Although I have used the "add a small number technique", I think this is the most elegant for a helper row/column:
=RANK(B4,$B$4:$F$4,0) + COUNTIF($B$4:$F$4,B4)-1
(copy across the row column) RANK gets you close and the COUNTIF portion handles duplicates by counting the number of duplicates of the cell to that point. Since there is always match (itself) you subtract 1 for the final rank. This "sorts" ties in the order that they appear. Note that an empty cell will generate #N/A and character data as #Values.
It's doable! :-)
Here is the sample file.
Explanation
I assume that your data is in row 1 of Sheet1 and that you want the data sorted starting in column 1 of another sheet - if not, adjust accordingly.
Place this formula in column 1 of the target sheet, say in row 2:
=ROUND(SMALL(Sheet1!$A$1:$E$1+COLUMN(Sheet1!$A$1:$E$1)/100000000,COLUMN()),6)
You need to enter the formula as an array formula, i.e. press Ctrl-Shift-Enter.
In case you place it in another column than column one, you need to replace COLUMN() with COLUMN()-COLUMN($A$2)+1 where $A$2must be a reference to the cell itself.
This formula will return you the lowest number in your range - if you copy it the next 4 columns, you'll get your order list of numbers.
To translate this back to the column number, we need to perform 2 steps:
Figure out the column number:This can be done with with this formula:
=MATCH(SMALL(Sheet1!$A$1:$E$1+COLUMN(Sheet1!$A$1:$E$1)/100000000,COLUMN()),Sheet1!$A$1:$E$1+COLUMN(Sheet1!$A$1:$E$1)/100000000,0)
- again, to be entered as array formula. If the source data does not start in column A, you need to add +COLUMN(Sheet1!$A$1)-1 where $A$1 needs to be replaced with the leftmost cell of the source data.
Convert the column number to a letter:Assuming your column number from step 1 is in cell A6, this formula will do the job:
=LEFT(ADDRESS(1,A6,2),SEARCH("$",ADDRESS(1,A6,2))-1)

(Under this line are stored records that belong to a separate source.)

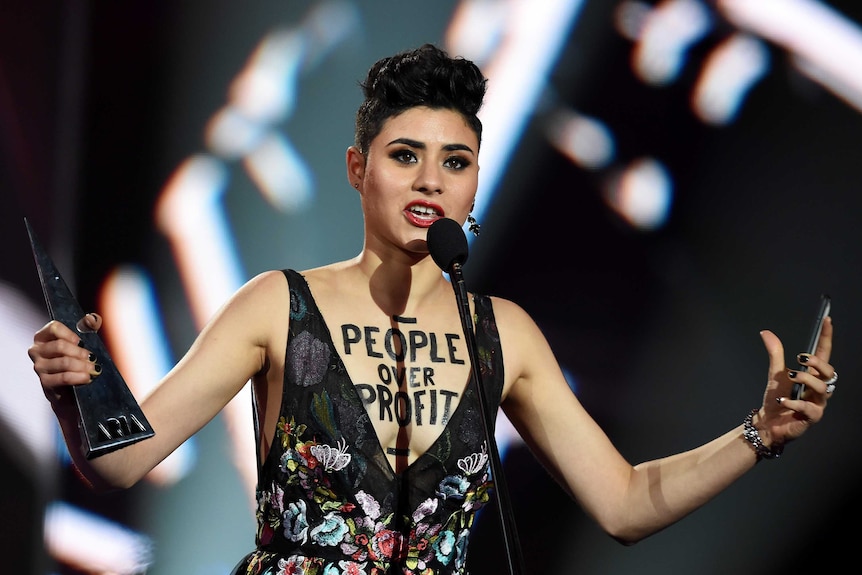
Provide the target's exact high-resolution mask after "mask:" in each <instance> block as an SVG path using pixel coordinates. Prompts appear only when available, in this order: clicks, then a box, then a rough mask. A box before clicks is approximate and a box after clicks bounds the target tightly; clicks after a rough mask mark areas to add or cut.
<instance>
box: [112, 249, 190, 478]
mask: <svg viewBox="0 0 862 575" xmlns="http://www.w3.org/2000/svg"><path fill="white" fill-rule="evenodd" d="M99 307H100V309H102V310H103V314H102V315H103V317H104V324H103V326H102V330H101V331H100V334H102V336H103V337H104V338H105V343H106V344H107V345H108V347H109V348H110V349H111V356H112V358H113V360H114V363H116V364H117V367H118V368H119V370H120V373H122V374H123V379H124V380H125V381H126V384H128V386H129V389H130V390H132V393H133V394H134V396H135V397H136V398H142V397H144V396H146V395H148V394H149V393H150V392H151V391H152V390H153V389H154V388H155V386H156V383H157V382H158V381H160V380H161V378H162V377H164V376H165V374H166V373H167V372H168V371H169V370H170V368H171V366H172V365H173V357H172V354H171V352H170V350H169V349H168V346H167V340H168V337H167V334H166V333H165V330H164V327H163V325H162V324H161V322H159V321H158V319H159V318H160V317H161V314H160V313H159V310H158V309H157V306H156V301H155V292H154V288H153V285H152V282H151V281H150V278H149V277H148V276H147V274H146V272H145V271H144V270H143V269H141V268H138V267H136V266H125V267H120V268H117V269H115V270H114V271H113V272H112V273H111V274H110V275H109V276H108V278H107V279H106V280H105V283H104V284H103V285H102V289H101V293H100V306H99ZM196 452H197V450H196V448H195V440H194V438H191V439H189V440H188V441H187V442H185V443H184V444H182V445H181V446H180V447H179V448H178V449H176V450H175V451H174V452H173V453H171V454H170V455H169V456H168V457H167V458H166V459H165V460H164V461H162V462H161V463H160V464H159V465H158V466H156V468H155V469H153V470H152V471H151V472H150V473H149V474H147V480H149V481H151V482H153V483H156V484H159V485H167V484H172V483H176V482H177V481H179V480H180V479H182V478H183V477H185V475H186V474H187V473H188V472H189V471H190V470H191V468H192V467H193V465H194V462H195V460H196Z"/></svg>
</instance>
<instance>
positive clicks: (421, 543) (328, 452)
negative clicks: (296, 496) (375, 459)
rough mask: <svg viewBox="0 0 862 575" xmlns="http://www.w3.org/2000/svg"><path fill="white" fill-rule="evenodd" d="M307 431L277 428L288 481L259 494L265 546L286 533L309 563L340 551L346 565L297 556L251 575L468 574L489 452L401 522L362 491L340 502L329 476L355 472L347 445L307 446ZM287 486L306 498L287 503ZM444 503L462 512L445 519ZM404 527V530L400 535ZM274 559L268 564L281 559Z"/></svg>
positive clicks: (287, 536)
mask: <svg viewBox="0 0 862 575" xmlns="http://www.w3.org/2000/svg"><path fill="white" fill-rule="evenodd" d="M305 430H306V428H305V426H302V425H297V424H296V422H295V421H294V420H293V419H290V420H289V421H288V420H285V419H284V418H281V419H280V420H279V423H278V426H277V430H276V433H277V435H278V441H279V443H280V444H281V445H283V446H285V448H284V452H283V453H282V456H281V458H280V460H279V461H280V463H279V470H280V471H281V472H282V473H283V477H282V481H279V482H273V483H272V484H271V485H270V486H269V488H268V489H265V490H261V491H260V492H259V493H258V525H259V528H258V538H259V544H260V545H266V544H267V543H269V542H271V541H272V539H273V537H274V536H275V534H276V533H279V532H280V533H281V534H282V535H283V537H284V538H285V539H286V540H288V541H291V542H294V543H297V544H298V545H308V546H309V548H308V553H309V554H311V555H313V554H314V550H313V549H314V546H318V547H322V548H334V547H337V548H338V549H339V550H340V551H341V553H343V555H344V557H343V558H342V559H339V560H337V561H332V560H326V559H323V558H321V557H305V556H303V555H298V554H297V555H292V556H290V557H286V558H285V557H280V558H279V559H278V561H277V570H276V571H272V570H264V571H259V570H253V567H252V566H253V565H257V566H258V567H260V566H261V563H255V562H254V561H252V562H251V563H250V564H249V568H248V571H247V572H246V573H247V574H248V575H252V574H253V573H254V574H255V575H270V574H271V575H281V574H284V575H299V574H301V575H344V574H350V575H353V574H356V575H382V574H383V573H384V572H386V571H387V569H388V568H389V565H390V564H391V563H393V562H398V561H401V562H403V564H404V566H405V568H406V569H409V570H410V572H411V573H416V574H417V575H433V574H434V573H437V572H438V571H439V570H440V569H445V570H447V572H449V570H452V569H454V572H456V573H464V567H465V565H464V561H465V558H466V551H467V541H468V536H469V533H470V529H471V527H472V525H473V518H474V517H475V512H476V511H477V510H478V509H479V508H481V507H482V506H483V505H485V504H486V503H487V502H488V500H489V489H490V486H491V482H490V481H489V475H488V473H489V466H488V455H487V453H486V448H485V446H484V445H483V447H482V451H481V452H477V453H473V454H471V455H469V456H467V457H464V458H462V459H460V460H459V461H458V468H459V469H460V471H461V474H451V475H447V476H446V477H444V478H443V479H442V480H441V481H440V482H439V484H438V486H437V489H436V490H435V491H436V497H429V498H427V499H426V500H425V501H423V502H422V503H421V504H420V505H419V506H418V507H417V508H416V509H415V510H413V511H412V513H411V514H410V515H409V516H407V517H404V518H402V519H401V521H400V522H399V521H396V516H395V514H393V513H388V514H385V515H384V514H383V513H382V510H383V506H382V505H381V503H380V501H378V500H377V499H376V498H375V497H374V496H372V495H371V494H369V493H367V492H366V491H364V490H359V491H357V493H356V496H355V501H356V503H351V502H350V501H348V500H347V499H346V498H344V497H340V496H338V495H336V493H335V492H334V491H333V489H332V487H333V477H332V476H331V474H333V473H339V472H343V471H344V470H345V469H346V468H348V467H349V464H350V462H351V457H350V454H349V453H347V450H348V446H347V442H346V440H345V439H344V438H342V439H340V440H338V442H336V446H335V447H333V446H331V445H328V444H325V443H317V442H315V441H314V440H306V439H304V438H303V434H304V432H305ZM282 485H288V486H298V487H300V488H301V490H302V491H303V492H304V493H305V495H306V498H300V499H297V500H295V501H285V500H284V498H285V493H286V489H285V488H284V487H282ZM443 501H457V502H459V504H458V505H456V506H455V507H452V506H451V505H450V506H449V508H448V509H449V510H448V511H443V513H442V514H439V513H438V512H439V511H442V507H441V505H442V502H443ZM441 521H444V523H441ZM399 524H403V525H405V528H404V529H403V530H399V529H397V528H396V526H397V525H399ZM261 553H266V552H263V551H261ZM327 556H331V554H329V555H327ZM271 557H272V558H271V559H270V563H271V561H272V559H274V558H275V557H277V556H275V555H274V556H271ZM405 572H407V571H405Z"/></svg>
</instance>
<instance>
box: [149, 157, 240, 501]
mask: <svg viewBox="0 0 862 575" xmlns="http://www.w3.org/2000/svg"><path fill="white" fill-rule="evenodd" d="M227 181H228V173H227V169H226V168H225V167H224V165H223V164H222V163H221V162H219V161H218V160H216V159H215V158H212V157H210V156H206V155H198V156H193V157H191V158H189V159H187V160H186V161H185V162H183V164H181V165H180V167H179V168H177V170H176V172H175V173H174V174H173V175H172V176H171V179H170V180H169V181H168V183H167V185H166V186H165V189H164V190H163V191H162V195H161V196H160V198H159V201H158V205H157V206H156V221H157V224H158V226H159V228H160V229H161V230H162V233H164V234H165V236H167V238H168V239H169V241H170V242H171V248H172V249H173V253H174V259H175V261H176V263H177V267H178V268H179V270H180V275H181V277H182V280H183V286H184V288H185V290H186V295H187V298H188V301H189V305H190V306H191V309H192V314H193V316H194V319H195V324H196V325H197V328H198V329H199V330H200V329H203V327H204V325H206V323H207V322H208V321H209V320H210V318H211V317H212V316H213V315H214V314H215V313H216V311H218V309H219V308H220V307H221V306H222V305H223V304H224V303H225V302H226V301H227V300H228V299H229V298H230V296H232V295H233V294H234V292H236V291H237V290H238V289H239V288H240V287H241V286H242V284H243V283H244V282H245V276H244V274H243V271H242V269H241V265H240V258H239V254H238V253H237V252H236V249H235V248H234V246H233V244H232V242H231V231H230V226H229V225H228V222H227V219H226V217H225V213H224V209H223V208H222V206H221V203H220V200H221V197H222V195H223V194H224V190H225V188H226V186H227ZM251 402H252V399H251V386H250V385H245V386H244V387H243V388H242V390H240V392H239V393H237V395H236V396H234V398H233V399H232V400H231V401H230V402H229V403H228V404H227V406H226V407H225V415H226V417H227V422H226V424H227V427H228V429H229V431H230V436H231V439H232V440H233V450H232V453H233V455H234V464H235V465H236V468H237V470H238V471H239V473H240V475H241V476H242V478H243V482H244V484H245V485H246V487H247V488H248V493H249V494H250V498H251V504H252V506H254V505H255V504H256V502H255V501H254V488H255V485H256V484H257V457H256V455H255V453H254V450H255V447H254V446H255V437H254V427H253V424H252V423H253V420H252V417H251Z"/></svg>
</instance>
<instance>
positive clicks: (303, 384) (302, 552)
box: [235, 272, 502, 575]
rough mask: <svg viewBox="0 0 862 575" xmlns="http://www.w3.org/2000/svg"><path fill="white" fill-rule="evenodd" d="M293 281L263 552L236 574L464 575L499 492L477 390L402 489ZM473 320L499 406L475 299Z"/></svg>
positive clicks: (328, 574) (318, 329)
mask: <svg viewBox="0 0 862 575" xmlns="http://www.w3.org/2000/svg"><path fill="white" fill-rule="evenodd" d="M286 274H287V275H288V278H289V280H290V286H291V309H290V312H291V315H290V319H291V323H290V335H289V342H288V349H287V359H286V363H285V369H286V372H285V388H284V397H283V399H282V405H281V413H282V417H280V418H279V421H278V423H277V425H276V429H275V436H274V438H273V445H272V452H271V453H270V455H269V458H268V459H267V460H266V461H265V462H264V463H263V464H262V466H261V469H260V482H259V485H258V492H257V503H258V509H257V519H258V531H257V538H256V539H257V540H256V543H257V550H255V551H254V552H252V553H250V554H249V555H248V556H247V557H246V558H245V559H244V560H243V562H241V563H240V565H239V566H238V567H237V571H235V575H390V574H391V573H393V572H397V573H399V575H408V574H409V575H443V574H446V575H466V573H467V570H466V557H467V542H468V539H469V534H470V532H471V529H472V528H473V524H474V519H475V514H476V511H477V510H479V509H480V508H481V507H482V506H484V505H485V504H487V502H488V501H489V499H490V493H491V489H492V486H493V482H492V480H491V477H490V466H489V465H488V454H487V445H486V444H485V442H484V439H485V438H484V434H483V433H482V430H481V428H480V427H479V426H477V425H476V421H477V417H478V411H476V410H477V406H476V404H475V403H476V402H475V396H474V390H473V389H472V385H471V389H468V390H467V391H466V392H465V394H464V397H462V403H463V404H464V405H460V406H459V408H458V412H457V417H453V421H451V422H450V423H449V424H447V427H446V429H445V430H444V432H443V434H442V435H441V436H440V437H439V438H438V440H437V441H436V442H435V444H434V445H433V446H432V448H431V449H430V450H429V452H428V453H427V454H425V455H423V456H422V458H421V459H422V464H421V465H419V466H417V468H416V469H415V471H416V473H415V474H413V475H411V476H407V477H404V478H405V479H406V481H404V482H402V481H401V480H400V477H399V476H395V475H394V474H392V472H391V468H389V467H388V465H386V461H385V458H381V453H382V452H379V443H378V442H377V437H376V436H375V435H374V434H373V428H372V427H371V426H370V424H369V422H368V420H367V416H366V414H365V408H364V406H363V405H362V403H361V401H360V400H359V397H358V395H357V394H356V390H355V389H354V388H353V382H352V381H350V379H349V377H348V375H347V374H346V371H345V369H344V367H343V364H342V363H341V362H340V361H339V360H338V355H337V353H336V351H335V348H334V347H333V343H332V340H331V337H330V336H329V332H328V329H327V326H326V325H325V323H324V322H323V319H322V317H321V316H320V311H319V310H318V309H317V307H316V305H315V302H314V299H313V298H312V297H311V295H310V292H309V291H308V289H307V284H304V283H303V280H302V278H301V276H299V274H296V272H286ZM476 310H477V316H476V317H477V319H480V320H481V321H477V322H476V325H477V343H478V344H479V348H480V349H479V351H480V359H479V367H480V369H481V373H482V376H483V377H485V376H487V378H488V379H487V380H486V381H487V382H488V383H489V385H490V387H491V388H492V389H493V393H494V394H495V395H494V396H493V398H492V399H493V400H494V401H499V393H500V391H501V390H500V382H499V381H498V373H500V371H499V370H501V369H502V364H501V361H500V357H499V336H498V335H497V333H496V325H495V324H494V321H493V312H492V310H491V304H490V300H488V299H487V298H478V299H477V300H476ZM371 442H373V445H372V443H371ZM471 452H472V453H471ZM465 453H469V455H467V456H466V457H461V456H462V455H464V454H465ZM381 464H382V465H381ZM428 466H433V470H431V469H429V468H428ZM410 471H411V469H408V471H407V472H405V473H410ZM420 473H421V475H420ZM402 477H403V476H402ZM424 482H427V483H424ZM402 488H405V489H409V490H410V491H407V492H404V491H399V489H402ZM378 494H379V498H378ZM405 502H410V504H409V505H405Z"/></svg>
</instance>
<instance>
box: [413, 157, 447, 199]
mask: <svg viewBox="0 0 862 575" xmlns="http://www.w3.org/2000/svg"><path fill="white" fill-rule="evenodd" d="M413 189H414V190H416V191H417V192H430V193H440V192H442V191H443V174H442V171H441V167H440V166H437V165H435V164H434V163H432V162H425V163H423V164H421V165H420V166H419V170H418V172H417V174H416V180H415V181H414V182H413Z"/></svg>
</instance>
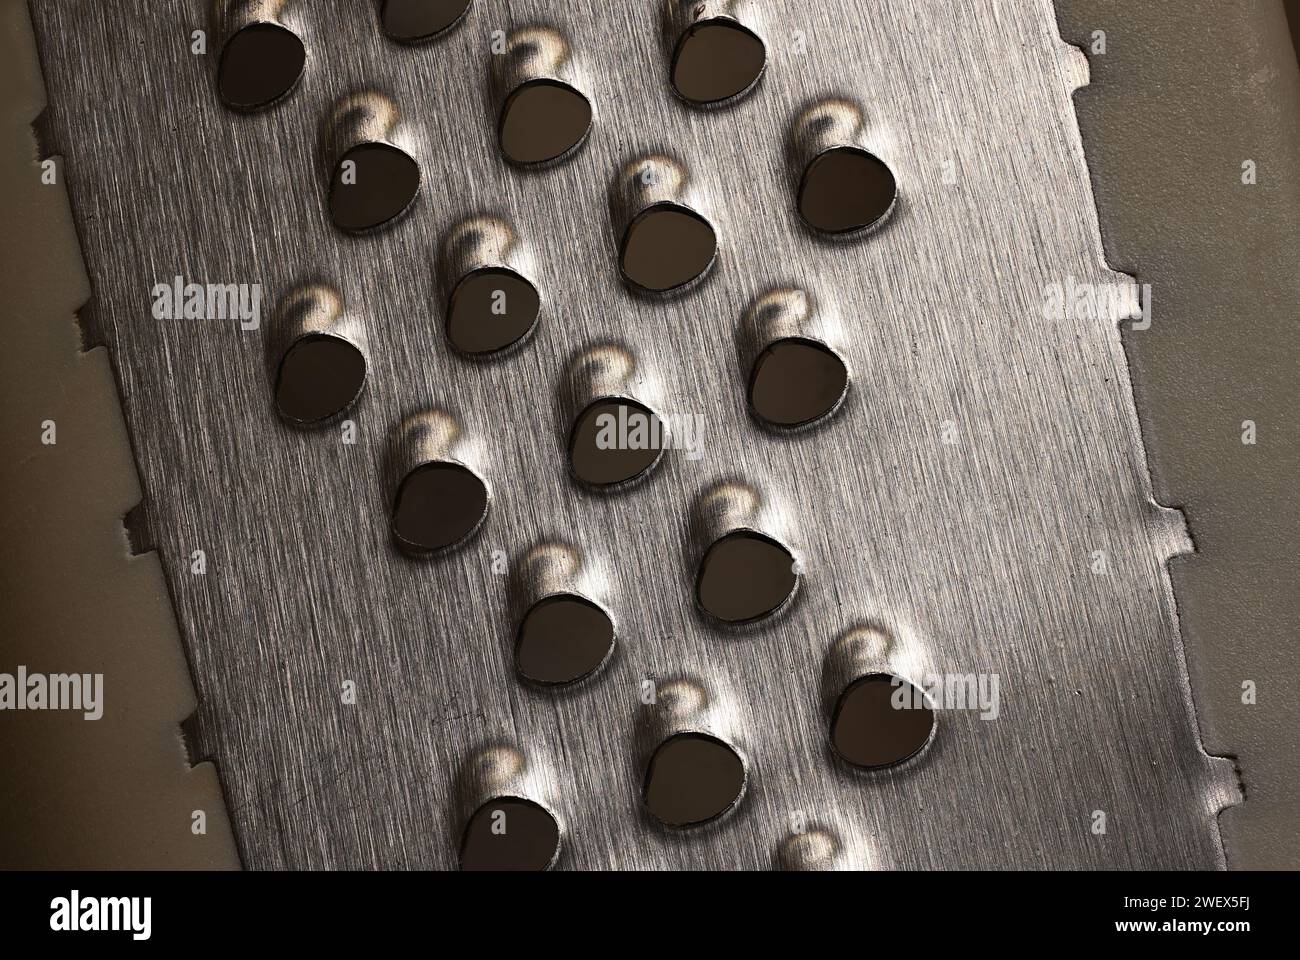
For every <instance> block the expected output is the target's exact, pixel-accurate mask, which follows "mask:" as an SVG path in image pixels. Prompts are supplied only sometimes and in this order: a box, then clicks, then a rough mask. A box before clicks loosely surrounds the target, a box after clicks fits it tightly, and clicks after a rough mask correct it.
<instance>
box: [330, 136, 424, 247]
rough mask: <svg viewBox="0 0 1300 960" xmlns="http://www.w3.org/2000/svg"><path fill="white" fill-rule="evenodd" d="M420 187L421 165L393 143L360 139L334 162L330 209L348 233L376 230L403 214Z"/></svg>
mask: <svg viewBox="0 0 1300 960" xmlns="http://www.w3.org/2000/svg"><path fill="white" fill-rule="evenodd" d="M419 191H420V165H419V164H417V163H416V161H415V159H413V157H412V156H411V155H409V153H407V152H406V151H404V150H402V148H400V147H394V146H393V144H391V143H377V142H370V143H359V144H356V146H355V147H352V148H351V150H348V151H347V152H346V153H343V156H342V157H341V159H339V161H338V163H337V164H335V165H334V174H333V177H331V178H330V189H329V212H330V219H331V220H333V221H334V224H335V225H337V226H338V228H339V229H341V230H344V232H347V233H364V232H367V230H373V229H376V228H378V226H382V225H383V224H387V222H390V221H393V220H395V219H396V217H399V216H402V213H404V212H406V211H407V208H408V207H409V206H411V204H412V203H413V202H415V198H416V194H417V193H419Z"/></svg>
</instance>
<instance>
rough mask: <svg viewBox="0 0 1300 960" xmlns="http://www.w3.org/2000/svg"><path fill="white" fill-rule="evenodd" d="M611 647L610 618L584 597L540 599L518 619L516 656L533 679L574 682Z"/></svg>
mask: <svg viewBox="0 0 1300 960" xmlns="http://www.w3.org/2000/svg"><path fill="white" fill-rule="evenodd" d="M612 649H614V622H612V620H611V619H610V617H608V614H606V613H604V610H602V609H601V607H599V606H597V605H595V604H593V602H591V601H590V600H586V598H585V597H580V596H577V594H575V593H567V594H562V596H555V597H546V598H545V600H541V601H538V602H537V604H534V605H533V607H532V609H530V610H529V611H528V613H526V614H525V615H524V620H523V623H520V624H519V635H517V640H516V644H515V662H516V663H517V666H519V673H520V675H523V676H524V678H525V679H529V680H533V682H534V683H545V684H562V683H576V682H577V680H581V679H582V678H585V676H589V675H590V674H593V673H595V671H597V670H598V669H599V667H601V665H603V663H604V661H606V660H607V658H608V656H610V652H611V650H612Z"/></svg>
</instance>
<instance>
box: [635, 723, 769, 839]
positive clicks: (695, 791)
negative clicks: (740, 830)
mask: <svg viewBox="0 0 1300 960" xmlns="http://www.w3.org/2000/svg"><path fill="white" fill-rule="evenodd" d="M744 790H745V764H744V761H742V760H741V758H740V754H738V753H736V751H735V749H732V748H731V747H729V745H728V744H727V743H724V741H723V740H719V739H718V738H715V736H710V735H707V734H695V732H685V734H676V735H673V736H669V738H668V739H667V740H664V741H663V743H662V744H659V747H658V748H656V749H655V752H654V756H653V757H651V758H650V765H649V767H647V769H646V779H645V803H646V809H649V810H650V813H651V814H653V816H654V817H655V818H656V820H659V821H662V822H663V823H667V825H668V826H675V827H684V826H695V825H698V823H707V822H708V821H711V820H716V818H718V817H720V816H723V814H724V813H727V810H729V809H731V808H732V807H735V804H736V801H737V800H740V796H741V793H742V792H744Z"/></svg>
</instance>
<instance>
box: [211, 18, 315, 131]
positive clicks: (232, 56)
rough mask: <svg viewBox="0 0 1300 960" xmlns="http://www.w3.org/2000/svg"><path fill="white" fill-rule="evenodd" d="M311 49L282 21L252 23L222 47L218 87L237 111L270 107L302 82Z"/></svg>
mask: <svg viewBox="0 0 1300 960" xmlns="http://www.w3.org/2000/svg"><path fill="white" fill-rule="evenodd" d="M305 62H307V49H305V48H304V47H303V42H302V40H300V39H299V36H298V34H295V33H294V31H292V30H290V29H287V27H283V26H281V25H279V23H268V22H257V23H250V25H248V26H246V27H243V29H242V30H239V31H238V33H235V34H234V36H231V38H230V39H229V40H226V44H225V46H224V47H222V48H221V62H220V65H218V66H217V90H218V91H220V94H221V99H222V101H225V104H226V105H227V107H230V108H233V109H237V111H255V109H259V108H261V107H269V105H270V104H273V103H274V101H276V100H278V99H281V98H282V96H285V95H286V94H289V91H290V90H292V88H294V86H295V85H296V83H298V79H299V77H302V75H303V65H304V64H305Z"/></svg>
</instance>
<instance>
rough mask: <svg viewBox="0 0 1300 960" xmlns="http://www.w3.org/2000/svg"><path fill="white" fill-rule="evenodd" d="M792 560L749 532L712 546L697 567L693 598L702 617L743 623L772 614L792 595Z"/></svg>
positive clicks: (759, 536) (726, 540)
mask: <svg viewBox="0 0 1300 960" xmlns="http://www.w3.org/2000/svg"><path fill="white" fill-rule="evenodd" d="M797 581H798V578H797V576H796V574H794V557H793V555H792V554H790V552H789V550H787V549H785V548H784V546H781V545H780V544H779V542H776V541H775V540H772V539H771V537H766V536H763V535H762V533H754V532H753V531H738V532H736V533H728V535H727V536H724V537H722V539H720V540H718V541H715V542H714V545H712V546H710V548H708V552H707V553H706V554H705V559H703V562H702V563H701V565H699V578H698V579H697V581H695V596H697V598H698V601H699V606H701V607H703V610H705V611H706V613H708V614H710V615H712V617H716V618H718V619H720V620H723V622H725V623H748V622H750V620H757V619H761V618H763V617H768V615H771V614H772V613H775V611H776V610H777V609H779V607H780V606H781V605H783V604H785V601H787V600H789V598H790V596H792V594H793V593H794V588H796V585H797Z"/></svg>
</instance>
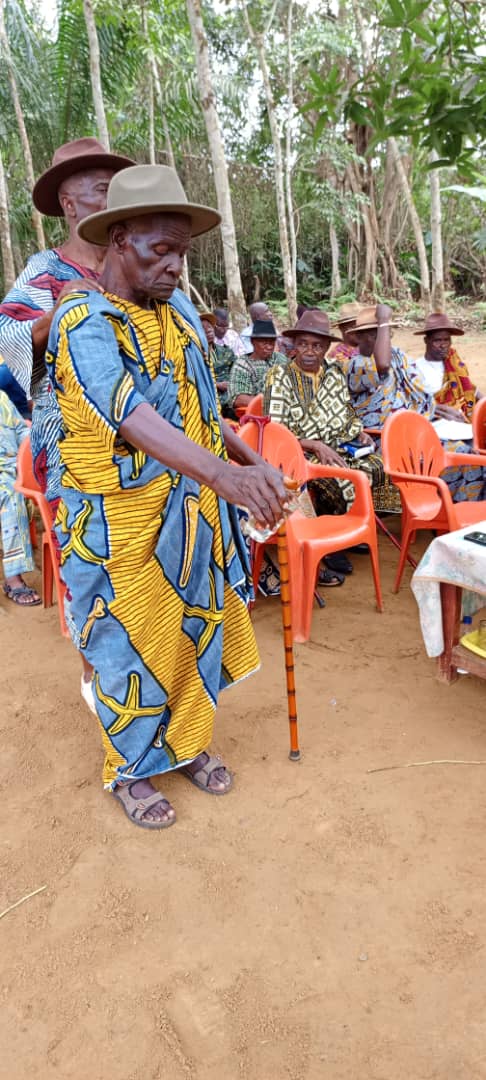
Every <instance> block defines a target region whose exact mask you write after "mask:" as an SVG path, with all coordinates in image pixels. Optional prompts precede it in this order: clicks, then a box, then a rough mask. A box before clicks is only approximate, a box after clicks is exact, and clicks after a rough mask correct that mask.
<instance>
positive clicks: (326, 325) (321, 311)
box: [283, 308, 341, 341]
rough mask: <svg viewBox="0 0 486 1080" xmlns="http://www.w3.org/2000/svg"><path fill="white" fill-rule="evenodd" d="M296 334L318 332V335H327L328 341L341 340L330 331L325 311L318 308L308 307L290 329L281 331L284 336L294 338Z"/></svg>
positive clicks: (334, 340) (326, 335)
mask: <svg viewBox="0 0 486 1080" xmlns="http://www.w3.org/2000/svg"><path fill="white" fill-rule="evenodd" d="M298 334H319V336H320V337H327V338H329V340H330V341H340V340H341V338H338V337H335V335H334V334H332V333H330V326H329V320H328V318H327V315H326V313H325V311H320V309H319V308H309V310H308V311H305V312H303V314H302V315H300V319H299V321H298V323H296V325H295V326H294V327H293V328H292V329H289V330H284V332H283V335H284V337H289V338H295V337H297V335H298Z"/></svg>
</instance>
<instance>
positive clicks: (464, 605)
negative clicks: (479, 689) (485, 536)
mask: <svg viewBox="0 0 486 1080" xmlns="http://www.w3.org/2000/svg"><path fill="white" fill-rule="evenodd" d="M467 532H486V521H484V522H480V523H478V524H474V525H473V526H472V525H468V526H467V527H465V528H462V529H457V530H456V531H455V532H448V534H446V535H445V536H440V537H436V538H435V540H432V542H431V543H430V544H429V548H428V549H427V551H426V554H424V555H423V557H422V558H421V561H420V563H419V565H418V567H417V569H416V571H415V573H414V577H413V579H411V590H413V593H414V595H415V598H416V600H417V604H418V608H419V616H420V625H421V630H422V635H423V640H424V644H426V649H427V652H428V656H429V657H438V676H440V678H442V679H443V680H444V681H447V683H449V681H451V680H453V679H454V678H456V675H457V669H458V667H460V669H463V670H464V671H468V672H470V673H471V674H472V675H478V676H481V677H482V678H486V659H483V658H482V657H480V656H477V654H475V653H474V652H472V651H471V650H470V649H467V648H464V647H463V646H461V645H459V644H458V643H459V627H460V620H461V611H462V616H463V615H471V616H472V615H474V612H475V611H478V610H480V609H481V608H483V607H486V548H483V546H482V545H481V544H477V543H473V542H472V541H471V540H464V536H465V534H467Z"/></svg>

Of course, you can also combine step 1&2, this will result in this megaformula:
=LEFT(
ADDRESS(
1,
MATCH(
SMALL(Sheet1!$A$1:$E$1+COLUMN(Sheet1!$A$1:$E$1)/100000000,COLUMN()),
Sheet1!$A$1:$E$1+COLUMN(Sheet1!$A$1:$E$1)/100000000,
0),
2),
SEARCH(
"$",
ADDRESS(
1,
MATCH(
SMALL(Sheet1!$A$1:$E$1+COLUMN(Sheet1!$A$1:$E$1)/100000000,COLUMN()),
Sheet1!$A$1:$E$1+COLUMN(Sheet1!$A$1:$E$1)/100000000,0),
2)
)-1
)
Again, to be entered as array formula.